A couple of months ago, my wife and I were in a department store and I spotted two coffee mugs that I liked. On one side, the first was marked “Faith”. And, on its opposite side was written, “Faith isn’t always a leap. Sometimes it’s just one little step after another, with lots of falling down and getting back up in between.” The other mug was marked, “Courage”. And on its opposite side was, “Courage doesn’t always roar, sometimes courage is the quiet voice at the end of the day saying, ‘I will try again tomorrow.’”
I bought them. Over the intervening time, I’ve thought about courage and faith quite a bit. I believe both are critical to Christianity and our walk with God.
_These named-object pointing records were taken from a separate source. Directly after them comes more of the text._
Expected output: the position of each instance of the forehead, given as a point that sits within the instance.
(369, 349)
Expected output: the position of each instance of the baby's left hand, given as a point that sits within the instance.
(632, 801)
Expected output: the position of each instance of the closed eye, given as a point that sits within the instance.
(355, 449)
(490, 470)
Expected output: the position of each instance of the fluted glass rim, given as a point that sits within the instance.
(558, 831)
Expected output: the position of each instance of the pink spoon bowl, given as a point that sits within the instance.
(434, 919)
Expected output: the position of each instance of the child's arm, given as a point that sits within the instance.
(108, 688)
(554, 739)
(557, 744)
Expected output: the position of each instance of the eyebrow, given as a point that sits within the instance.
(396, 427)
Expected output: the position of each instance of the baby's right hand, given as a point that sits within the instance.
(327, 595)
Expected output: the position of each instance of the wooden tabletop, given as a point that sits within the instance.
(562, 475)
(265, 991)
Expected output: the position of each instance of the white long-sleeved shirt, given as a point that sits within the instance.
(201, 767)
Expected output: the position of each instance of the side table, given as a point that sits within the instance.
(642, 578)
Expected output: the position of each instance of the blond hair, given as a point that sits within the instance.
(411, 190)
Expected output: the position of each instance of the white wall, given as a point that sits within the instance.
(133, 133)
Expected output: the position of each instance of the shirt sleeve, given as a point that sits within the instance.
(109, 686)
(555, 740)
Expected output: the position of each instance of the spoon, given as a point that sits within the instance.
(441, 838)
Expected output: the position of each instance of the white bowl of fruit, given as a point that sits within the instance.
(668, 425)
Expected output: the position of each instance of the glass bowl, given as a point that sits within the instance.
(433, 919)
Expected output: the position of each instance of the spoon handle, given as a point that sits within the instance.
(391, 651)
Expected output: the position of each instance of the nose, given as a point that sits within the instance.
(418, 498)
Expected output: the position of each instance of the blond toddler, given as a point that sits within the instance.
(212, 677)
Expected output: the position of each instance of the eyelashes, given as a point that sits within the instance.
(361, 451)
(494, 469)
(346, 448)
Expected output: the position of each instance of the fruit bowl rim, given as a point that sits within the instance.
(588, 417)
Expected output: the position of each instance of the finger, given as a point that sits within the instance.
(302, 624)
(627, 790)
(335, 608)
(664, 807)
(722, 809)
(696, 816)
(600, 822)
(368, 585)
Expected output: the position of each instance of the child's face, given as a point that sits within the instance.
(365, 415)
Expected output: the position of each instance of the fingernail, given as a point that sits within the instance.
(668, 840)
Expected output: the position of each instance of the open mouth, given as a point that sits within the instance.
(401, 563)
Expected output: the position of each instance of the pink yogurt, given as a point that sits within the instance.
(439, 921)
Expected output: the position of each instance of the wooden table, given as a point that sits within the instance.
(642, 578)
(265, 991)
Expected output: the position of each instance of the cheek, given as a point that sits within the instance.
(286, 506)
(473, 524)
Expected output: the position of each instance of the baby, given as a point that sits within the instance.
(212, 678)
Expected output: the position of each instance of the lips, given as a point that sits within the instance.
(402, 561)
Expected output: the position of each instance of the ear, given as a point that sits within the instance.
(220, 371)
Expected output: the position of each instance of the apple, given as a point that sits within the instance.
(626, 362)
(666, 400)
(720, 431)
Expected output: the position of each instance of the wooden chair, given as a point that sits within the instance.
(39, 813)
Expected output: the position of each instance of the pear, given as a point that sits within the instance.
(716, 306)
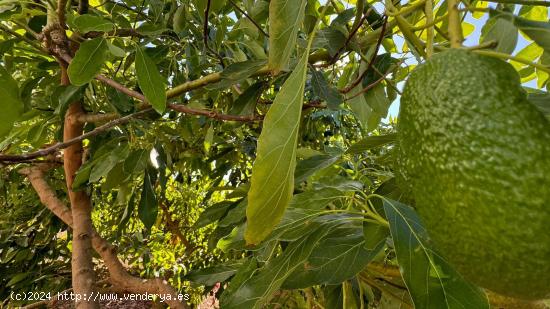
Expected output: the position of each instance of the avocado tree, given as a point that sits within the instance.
(248, 148)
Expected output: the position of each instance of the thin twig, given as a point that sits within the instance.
(370, 86)
(455, 27)
(206, 33)
(352, 34)
(371, 62)
(523, 2)
(249, 17)
(61, 6)
(22, 37)
(63, 145)
(213, 114)
(430, 30)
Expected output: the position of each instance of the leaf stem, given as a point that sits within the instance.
(428, 9)
(513, 58)
(455, 27)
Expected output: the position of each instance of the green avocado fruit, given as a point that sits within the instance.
(475, 154)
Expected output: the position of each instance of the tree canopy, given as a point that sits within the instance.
(241, 142)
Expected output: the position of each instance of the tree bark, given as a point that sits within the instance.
(81, 206)
(119, 277)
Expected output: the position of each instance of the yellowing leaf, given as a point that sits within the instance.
(285, 19)
(272, 180)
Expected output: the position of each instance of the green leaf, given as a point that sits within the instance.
(503, 32)
(148, 205)
(330, 39)
(128, 210)
(136, 161)
(307, 167)
(316, 199)
(324, 91)
(285, 19)
(376, 98)
(82, 175)
(541, 101)
(104, 164)
(537, 31)
(69, 95)
(211, 275)
(115, 50)
(236, 73)
(119, 101)
(272, 180)
(88, 61)
(371, 142)
(150, 81)
(86, 23)
(359, 106)
(431, 281)
(255, 291)
(12, 105)
(336, 258)
(213, 213)
(246, 102)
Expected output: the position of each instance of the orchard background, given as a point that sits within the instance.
(165, 146)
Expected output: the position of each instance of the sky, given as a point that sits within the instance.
(471, 40)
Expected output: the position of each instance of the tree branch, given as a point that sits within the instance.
(61, 6)
(248, 17)
(206, 32)
(119, 277)
(371, 62)
(65, 144)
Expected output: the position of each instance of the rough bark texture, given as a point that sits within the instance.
(82, 265)
(119, 277)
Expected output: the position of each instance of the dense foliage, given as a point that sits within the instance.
(241, 142)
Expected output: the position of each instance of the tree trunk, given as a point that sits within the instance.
(82, 265)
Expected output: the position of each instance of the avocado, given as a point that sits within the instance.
(476, 156)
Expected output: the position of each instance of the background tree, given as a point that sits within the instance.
(246, 143)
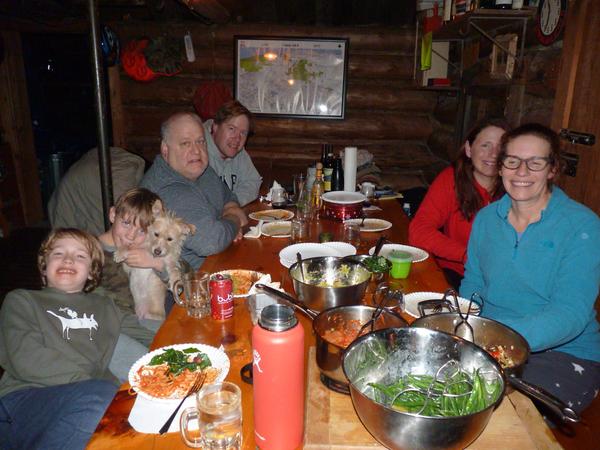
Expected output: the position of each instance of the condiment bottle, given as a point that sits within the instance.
(337, 176)
(278, 379)
(317, 191)
(327, 171)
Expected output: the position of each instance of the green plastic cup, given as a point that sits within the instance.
(401, 262)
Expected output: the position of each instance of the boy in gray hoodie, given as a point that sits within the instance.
(55, 348)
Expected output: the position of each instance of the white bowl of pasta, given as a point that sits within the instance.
(167, 373)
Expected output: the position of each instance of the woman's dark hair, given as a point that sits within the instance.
(469, 200)
(546, 134)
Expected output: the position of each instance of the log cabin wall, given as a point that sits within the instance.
(527, 97)
(385, 114)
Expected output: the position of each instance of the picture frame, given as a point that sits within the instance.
(502, 63)
(291, 77)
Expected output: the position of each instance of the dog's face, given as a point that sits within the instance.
(167, 233)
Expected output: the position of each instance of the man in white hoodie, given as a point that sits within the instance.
(225, 138)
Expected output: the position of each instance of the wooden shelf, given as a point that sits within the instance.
(490, 20)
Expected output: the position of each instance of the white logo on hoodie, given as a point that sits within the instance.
(75, 322)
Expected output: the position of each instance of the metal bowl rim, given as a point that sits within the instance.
(386, 311)
(321, 258)
(354, 389)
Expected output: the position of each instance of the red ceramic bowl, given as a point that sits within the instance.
(340, 205)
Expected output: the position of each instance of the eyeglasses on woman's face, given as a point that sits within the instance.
(535, 163)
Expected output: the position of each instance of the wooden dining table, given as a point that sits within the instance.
(262, 255)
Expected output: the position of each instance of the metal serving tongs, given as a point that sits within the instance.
(382, 292)
(379, 245)
(463, 328)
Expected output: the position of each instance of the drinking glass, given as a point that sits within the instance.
(352, 233)
(196, 294)
(401, 262)
(298, 230)
(218, 413)
(298, 186)
(278, 197)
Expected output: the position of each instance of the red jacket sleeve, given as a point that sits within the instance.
(436, 210)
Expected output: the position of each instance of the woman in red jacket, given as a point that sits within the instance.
(443, 222)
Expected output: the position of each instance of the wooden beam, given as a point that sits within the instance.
(16, 123)
(211, 9)
(116, 106)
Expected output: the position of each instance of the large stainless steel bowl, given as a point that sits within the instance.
(414, 350)
(490, 333)
(486, 333)
(354, 276)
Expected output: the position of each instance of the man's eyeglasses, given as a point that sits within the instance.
(535, 163)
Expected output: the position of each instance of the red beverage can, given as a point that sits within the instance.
(221, 296)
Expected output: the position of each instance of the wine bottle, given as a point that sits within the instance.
(327, 171)
(503, 4)
(317, 191)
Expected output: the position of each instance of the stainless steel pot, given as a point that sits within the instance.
(488, 333)
(354, 275)
(414, 350)
(329, 354)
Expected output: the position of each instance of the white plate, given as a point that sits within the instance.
(218, 359)
(343, 248)
(252, 274)
(371, 225)
(279, 228)
(344, 198)
(411, 303)
(287, 256)
(271, 215)
(418, 254)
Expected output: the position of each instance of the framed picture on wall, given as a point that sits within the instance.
(502, 62)
(291, 77)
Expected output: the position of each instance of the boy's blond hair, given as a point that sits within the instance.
(136, 205)
(91, 243)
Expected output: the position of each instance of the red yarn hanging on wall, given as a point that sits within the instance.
(135, 64)
(209, 97)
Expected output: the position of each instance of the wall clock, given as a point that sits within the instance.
(550, 20)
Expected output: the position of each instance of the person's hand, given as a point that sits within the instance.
(140, 257)
(233, 212)
(239, 236)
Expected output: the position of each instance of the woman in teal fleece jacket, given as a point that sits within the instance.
(534, 256)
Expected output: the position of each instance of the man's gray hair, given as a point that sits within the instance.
(165, 127)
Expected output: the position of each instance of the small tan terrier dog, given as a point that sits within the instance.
(164, 238)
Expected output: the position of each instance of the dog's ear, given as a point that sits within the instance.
(157, 208)
(190, 228)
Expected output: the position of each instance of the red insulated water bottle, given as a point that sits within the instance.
(278, 374)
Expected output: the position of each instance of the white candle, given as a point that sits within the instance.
(350, 169)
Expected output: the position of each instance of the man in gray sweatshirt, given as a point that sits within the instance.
(225, 139)
(180, 175)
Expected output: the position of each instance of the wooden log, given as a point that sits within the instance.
(116, 102)
(401, 39)
(16, 124)
(180, 91)
(145, 121)
(387, 155)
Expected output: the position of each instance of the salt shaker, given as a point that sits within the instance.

Personally, I believe faith empowers courage. And, quite often courage can build our faith. You kinda’ get into that “Which came first, the chicken or the egg?,” conundrum.
As a Christian, I know God created the birds—and chickens are birds. Therefore, the chicken came first. And, I wouldn’t be a Christian if I hadn’t first had the faith to ask Jesus to (A), save me: and (B), had the faith to yield my will to God’s will (for me). And at the same time, both actions took some courage!
The words are bound to one-another in many ways. Unger’s Concise Bible Dictionary gives us five different forms of faith. The first is (1), Saving faith—what I said in “A” in the above paragraph (see, Jn 11:25). (2), Serving faith—the confidence in Jesus that motivates us to give God control of our lives; “B” in the above paragraph (Rom 12:1,2). Then comes (3),Sanctifying faith—big word meaning we trust Christ as our source of sustaining grace and divine power (Rom 6:11). (4), Responsive faith—working belief that produces the fruit of the Spirit (Gal 5:22, 23). And (5), Doctrinal faith—trust in the body of revealed truth. (Col 1:23 and 2:6,7).
Trusting (having faith in God), pleases and honors God; so that He can use us, and act on our behalf.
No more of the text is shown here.